It seems to me that three key principles weigh heavily on the board as we undertake the planning of this major project. The first is to ensure that the Palace of Westminster is preserved for future generations. This Palace is at the centre of our national and democratic heritage. The second is to achieve value for money for today’s taxpayers as we ask them to stump up the cost of these works. This, for me, is critical. The third is to be transparent about the difficult choices before us, to share as much information as possible and to draw on the experience we already have of undertaking essential renovation of this building. We know, for example, that the cost of repairing and refurbishing Big Ben has rocketed, despite the fact that that was a very well-managed project. This model cannot be repeated.

The noble Lord, Lord Best, outlined the array of problems with this building, which has never been properly maintained and has been held together with an array of sticking plasters. Another challenge is that there are no proper plans of the building, and those plans that do exist are often inaccurate or incomplete. The mechanical and electrical plant is the stuff of nightmares and would be condemned by the authorities if it were in any other building. Added to this is the catastrophic consequences were the Palace to catch fire. So restoration and renewal is essential but, however the project is executed, it will be very complex and take many years.

The sponsor board is currently working on a comprehensive plan for the work that will be required, and we are told that this has so far involved 5,000 hours of surveys. I cannot emphasise enough that this preparatory work is essential because proper, intrusive survey work is critical to the success of any project. In my experience, the key factors that result in cost and time overruns time and again are: surveys and advance investigations being too limited in scope, leading to inaccurate costings; work not being fully defined and quantified from the outset; and budgets that always hope for the best, rather than prepare for the worst. So transparency is key, and it is essential that all relevant information and lessons learned from major parliamentary projects are shared between Parliament, the sponsor board and the delivery authority. If a proper system of information sharing is not set up and strictly adhered to—I emphasise that last part—costly mistakes will be repeated and the public will be right not to forgive us.

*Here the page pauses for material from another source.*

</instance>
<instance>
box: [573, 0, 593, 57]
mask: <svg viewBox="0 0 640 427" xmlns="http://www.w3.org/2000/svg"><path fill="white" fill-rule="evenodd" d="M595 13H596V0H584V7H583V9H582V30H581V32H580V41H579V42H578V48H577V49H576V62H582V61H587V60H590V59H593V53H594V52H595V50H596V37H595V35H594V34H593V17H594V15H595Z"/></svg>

On cost and practicalities, there is no doubt that the quickest and most cost-effective way of getting from where we are now to where we need to be is for both Houses to move out of the Palace to temporary accommodation. The sponsor board is very aware of the fact that a lot of Members have real concerns about moving out, but Members’ concerns will be as nothing compared to those of taxpayers if we proceed to make this costly restoration project slower and much more expensive than it needs to be. We must remember that we are merely custodians of this building. It is not ours. We have no divine right to occupy it during our time as legislators. Our responsibility is to protect it for those the public send here next.

As the sponsor board makes difficult decisions and puts forward its proposals to both Houses, we must have a clear eye not on what is convenient or comfortable for us now but on how our decisions will be viewed 100 years from now. I only hope that, in exercising their influence over this process, Members of both Houses will bear that in mind.